À l’heure actuelle, chaque individu se reconnaît et s’engage plus qu’il n’achète. Et à l’heure du digital, son processus de socialisation n’a jamais été aussi exacerbé. D’où la nécessité pour les professionnels de la communication, du marketing et des médias de dépasser les seules données remontées par le web. Objectif : se reconnecter “en vrai” à une curiosité vis-à-vis des mondes qui entourent celles et ceux à qui ils souhaitent s’adresser. Pour initier à nouveau le plaisir de l’échange de valeurs et susciter l’engagement. Mais pas seulement.


Imprégnation sociologique : levier de renouvellement créatif

Si c’est grâce à la créativité que nous vivons dans le monde dans lequel nous vivons aujourd’hui, c’est en lui conférant du sens en plus d’une utilité que nous bâtirons celui dans lequel nous vivrons demain. Cela commence par une introspection intime. Mais aussi, comme le qualifiait Friedrich Nietzsche en 1888 dans son livre Le Crépuscule des idoles, par l’apprentissage de voir. Longtemps et lentement.

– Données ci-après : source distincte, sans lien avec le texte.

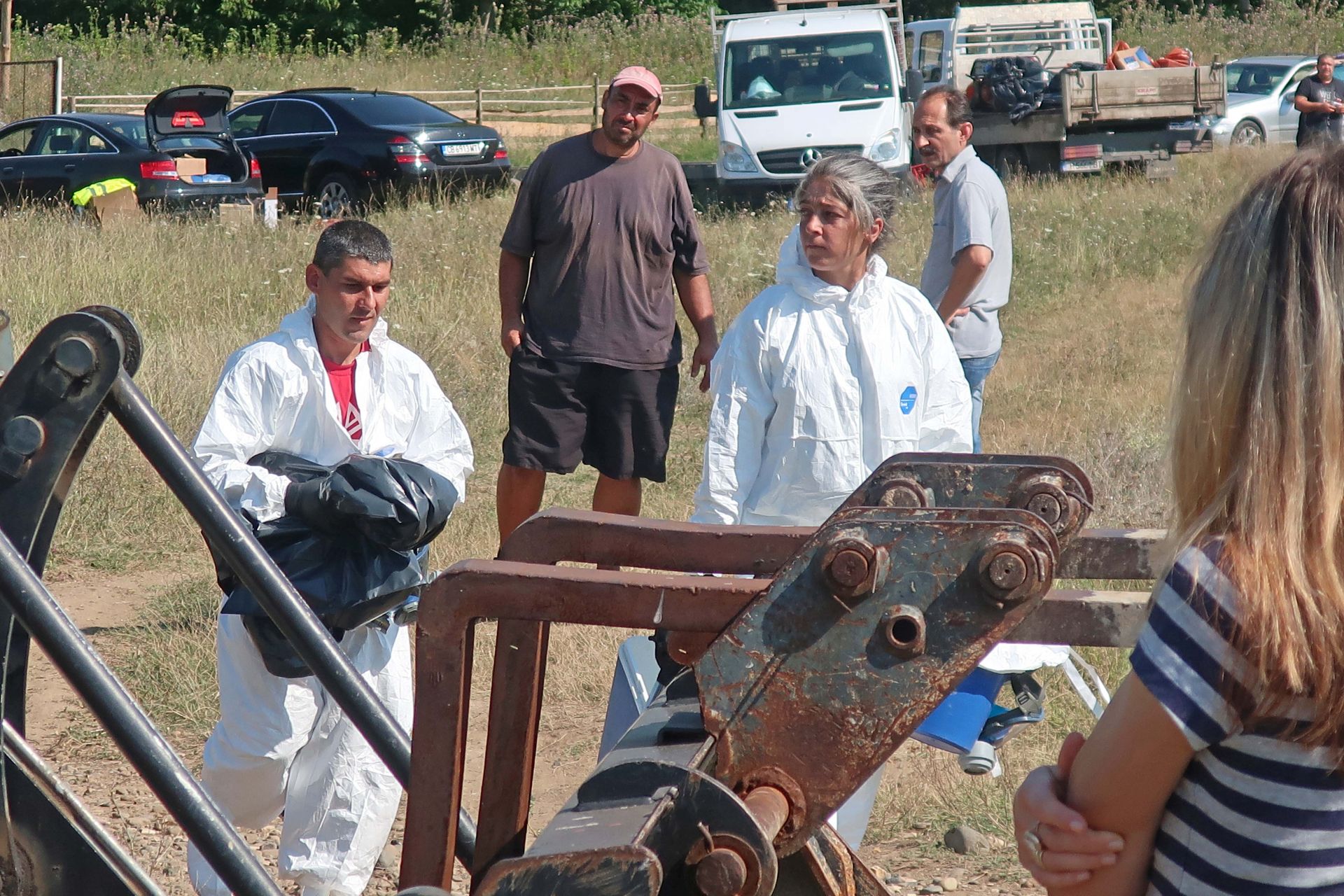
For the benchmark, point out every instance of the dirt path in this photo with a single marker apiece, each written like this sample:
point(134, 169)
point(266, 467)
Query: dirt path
point(99, 606)
point(105, 782)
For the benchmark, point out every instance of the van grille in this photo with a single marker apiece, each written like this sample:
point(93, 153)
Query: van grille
point(790, 162)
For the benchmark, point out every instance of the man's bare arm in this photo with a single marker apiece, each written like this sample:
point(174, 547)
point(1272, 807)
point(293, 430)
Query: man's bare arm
point(967, 272)
point(694, 292)
point(514, 270)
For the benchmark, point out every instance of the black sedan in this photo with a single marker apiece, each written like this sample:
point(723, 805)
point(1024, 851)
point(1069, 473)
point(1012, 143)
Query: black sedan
point(54, 156)
point(344, 148)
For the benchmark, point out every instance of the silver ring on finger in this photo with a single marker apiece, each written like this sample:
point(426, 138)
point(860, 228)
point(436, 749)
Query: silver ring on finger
point(1032, 843)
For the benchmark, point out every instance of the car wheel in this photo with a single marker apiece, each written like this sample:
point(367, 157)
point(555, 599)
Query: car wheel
point(1247, 133)
point(339, 198)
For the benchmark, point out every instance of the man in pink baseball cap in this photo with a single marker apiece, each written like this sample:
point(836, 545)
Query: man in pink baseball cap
point(603, 232)
point(638, 77)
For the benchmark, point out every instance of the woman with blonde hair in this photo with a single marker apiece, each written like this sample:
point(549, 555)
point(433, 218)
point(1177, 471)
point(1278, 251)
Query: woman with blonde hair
point(1217, 767)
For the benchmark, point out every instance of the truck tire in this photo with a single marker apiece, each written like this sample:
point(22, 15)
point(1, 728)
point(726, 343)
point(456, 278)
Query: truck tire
point(1247, 133)
point(1009, 163)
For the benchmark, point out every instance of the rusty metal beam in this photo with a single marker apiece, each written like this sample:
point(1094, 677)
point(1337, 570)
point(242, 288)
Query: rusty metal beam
point(606, 539)
point(609, 539)
point(531, 593)
point(1112, 554)
point(495, 589)
point(519, 672)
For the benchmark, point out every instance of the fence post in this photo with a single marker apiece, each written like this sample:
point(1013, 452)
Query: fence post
point(705, 122)
point(6, 15)
point(58, 77)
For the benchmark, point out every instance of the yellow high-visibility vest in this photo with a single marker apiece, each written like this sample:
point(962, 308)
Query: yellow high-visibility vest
point(101, 188)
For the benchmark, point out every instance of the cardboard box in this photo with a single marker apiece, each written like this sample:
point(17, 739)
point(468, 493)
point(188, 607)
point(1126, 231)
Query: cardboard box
point(190, 167)
point(1132, 58)
point(116, 209)
point(237, 214)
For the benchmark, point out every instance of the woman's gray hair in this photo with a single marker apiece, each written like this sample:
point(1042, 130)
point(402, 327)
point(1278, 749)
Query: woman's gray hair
point(860, 184)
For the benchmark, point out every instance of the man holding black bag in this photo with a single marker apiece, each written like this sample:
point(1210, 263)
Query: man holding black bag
point(326, 386)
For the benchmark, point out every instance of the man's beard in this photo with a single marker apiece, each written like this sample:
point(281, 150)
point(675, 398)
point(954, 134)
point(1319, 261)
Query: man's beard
point(615, 133)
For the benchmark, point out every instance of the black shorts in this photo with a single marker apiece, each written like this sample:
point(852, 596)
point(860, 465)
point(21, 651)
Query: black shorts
point(615, 419)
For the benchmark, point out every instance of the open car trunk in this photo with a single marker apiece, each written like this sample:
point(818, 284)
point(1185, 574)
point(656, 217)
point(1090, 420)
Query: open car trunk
point(190, 122)
point(222, 158)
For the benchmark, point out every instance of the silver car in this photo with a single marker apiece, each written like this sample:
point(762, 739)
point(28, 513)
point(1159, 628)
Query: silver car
point(1260, 101)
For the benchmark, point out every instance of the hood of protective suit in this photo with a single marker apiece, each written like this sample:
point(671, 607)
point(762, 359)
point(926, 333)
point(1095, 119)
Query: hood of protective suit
point(274, 396)
point(815, 386)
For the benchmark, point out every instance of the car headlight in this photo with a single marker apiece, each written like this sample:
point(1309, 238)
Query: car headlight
point(736, 159)
point(886, 148)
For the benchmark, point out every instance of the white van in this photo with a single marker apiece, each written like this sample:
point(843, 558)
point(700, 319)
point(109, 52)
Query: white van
point(796, 86)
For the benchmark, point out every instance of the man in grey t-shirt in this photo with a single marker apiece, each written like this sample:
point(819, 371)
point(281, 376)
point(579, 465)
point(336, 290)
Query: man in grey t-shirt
point(969, 266)
point(601, 232)
point(1320, 99)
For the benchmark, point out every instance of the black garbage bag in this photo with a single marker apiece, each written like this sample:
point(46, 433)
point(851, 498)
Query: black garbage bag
point(394, 503)
point(351, 543)
point(1012, 85)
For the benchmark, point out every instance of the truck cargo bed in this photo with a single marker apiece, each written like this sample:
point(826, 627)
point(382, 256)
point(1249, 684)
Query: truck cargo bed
point(1100, 97)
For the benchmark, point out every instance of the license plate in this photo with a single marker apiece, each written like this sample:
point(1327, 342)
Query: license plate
point(1081, 164)
point(461, 149)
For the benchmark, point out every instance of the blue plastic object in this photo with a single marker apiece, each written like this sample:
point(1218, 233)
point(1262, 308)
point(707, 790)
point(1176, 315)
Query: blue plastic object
point(956, 723)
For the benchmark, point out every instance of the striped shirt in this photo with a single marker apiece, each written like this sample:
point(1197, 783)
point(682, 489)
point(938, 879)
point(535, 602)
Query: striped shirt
point(1254, 813)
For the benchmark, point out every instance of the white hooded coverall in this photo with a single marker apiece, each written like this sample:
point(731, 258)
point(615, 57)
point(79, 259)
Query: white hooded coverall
point(815, 386)
point(283, 745)
point(812, 388)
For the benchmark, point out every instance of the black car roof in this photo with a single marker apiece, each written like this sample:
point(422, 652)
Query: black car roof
point(83, 117)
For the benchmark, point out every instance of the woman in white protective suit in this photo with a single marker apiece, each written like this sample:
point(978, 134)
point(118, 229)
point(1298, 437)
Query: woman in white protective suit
point(832, 370)
point(827, 374)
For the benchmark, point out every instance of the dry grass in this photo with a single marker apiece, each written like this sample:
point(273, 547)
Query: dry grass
point(1091, 339)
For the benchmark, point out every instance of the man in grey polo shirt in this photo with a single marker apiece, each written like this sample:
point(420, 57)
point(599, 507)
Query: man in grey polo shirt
point(969, 266)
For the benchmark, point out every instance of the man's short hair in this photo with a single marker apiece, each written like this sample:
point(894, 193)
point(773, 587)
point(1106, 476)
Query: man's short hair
point(351, 239)
point(955, 104)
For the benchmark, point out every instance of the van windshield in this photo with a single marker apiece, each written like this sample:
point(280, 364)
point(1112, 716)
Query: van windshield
point(787, 71)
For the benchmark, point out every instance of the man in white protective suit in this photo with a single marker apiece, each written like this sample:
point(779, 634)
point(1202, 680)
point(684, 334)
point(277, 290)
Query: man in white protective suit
point(327, 384)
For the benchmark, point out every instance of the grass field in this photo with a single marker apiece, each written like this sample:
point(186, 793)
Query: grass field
point(1091, 339)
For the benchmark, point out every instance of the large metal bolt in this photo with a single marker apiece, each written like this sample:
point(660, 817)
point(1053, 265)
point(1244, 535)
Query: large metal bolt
point(904, 493)
point(850, 567)
point(76, 356)
point(722, 872)
point(24, 435)
point(1007, 571)
point(22, 438)
point(1047, 507)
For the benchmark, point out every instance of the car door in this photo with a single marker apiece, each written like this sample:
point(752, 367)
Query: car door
point(296, 131)
point(249, 122)
point(1285, 130)
point(58, 162)
point(15, 143)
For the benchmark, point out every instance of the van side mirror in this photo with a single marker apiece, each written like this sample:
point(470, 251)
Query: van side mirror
point(914, 85)
point(705, 106)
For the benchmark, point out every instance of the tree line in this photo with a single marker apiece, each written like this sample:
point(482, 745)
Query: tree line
point(344, 24)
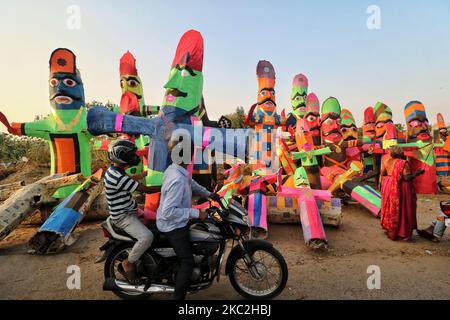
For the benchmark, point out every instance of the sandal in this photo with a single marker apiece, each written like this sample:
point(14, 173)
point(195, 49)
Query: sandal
point(130, 274)
point(425, 234)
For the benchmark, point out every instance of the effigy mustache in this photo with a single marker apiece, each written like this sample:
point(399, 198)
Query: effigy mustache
point(418, 134)
point(64, 94)
point(266, 100)
point(331, 132)
point(176, 93)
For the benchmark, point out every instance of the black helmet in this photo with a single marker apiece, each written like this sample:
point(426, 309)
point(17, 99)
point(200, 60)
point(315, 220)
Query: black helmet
point(123, 152)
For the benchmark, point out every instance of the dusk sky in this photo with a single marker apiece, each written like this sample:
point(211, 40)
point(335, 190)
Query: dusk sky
point(408, 58)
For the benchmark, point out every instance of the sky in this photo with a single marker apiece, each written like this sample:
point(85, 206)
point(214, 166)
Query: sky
point(407, 58)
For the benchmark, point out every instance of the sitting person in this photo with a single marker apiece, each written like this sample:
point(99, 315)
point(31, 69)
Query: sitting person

L’imprégnation sociologique rime avec action. Elle permet à chacun d’apprendre sans savoir qu’il apprend. Et très souvent, sans savoir ce qu’il apprend. Elle mène à la solution du problème que se pose initialement le créateur, à l’action utile. Plus encore : elle fait résonner les émotions de telle sorte à créer du lien entre les instigateurs de la création – annonceurs et créateurs – et les gens. Dans cette optique de pleine considération des êtres plus que des personae, l’imprégnation sociologique devient vecteur de reconnexion à des pans infinis de la création. Elle se mue en une formidable aventure humaine, au contact de multiples réalités comme autant de sources d’inspiration et de renouvellement d’un monde tel qu’on désire le créer pour le vivre intensément.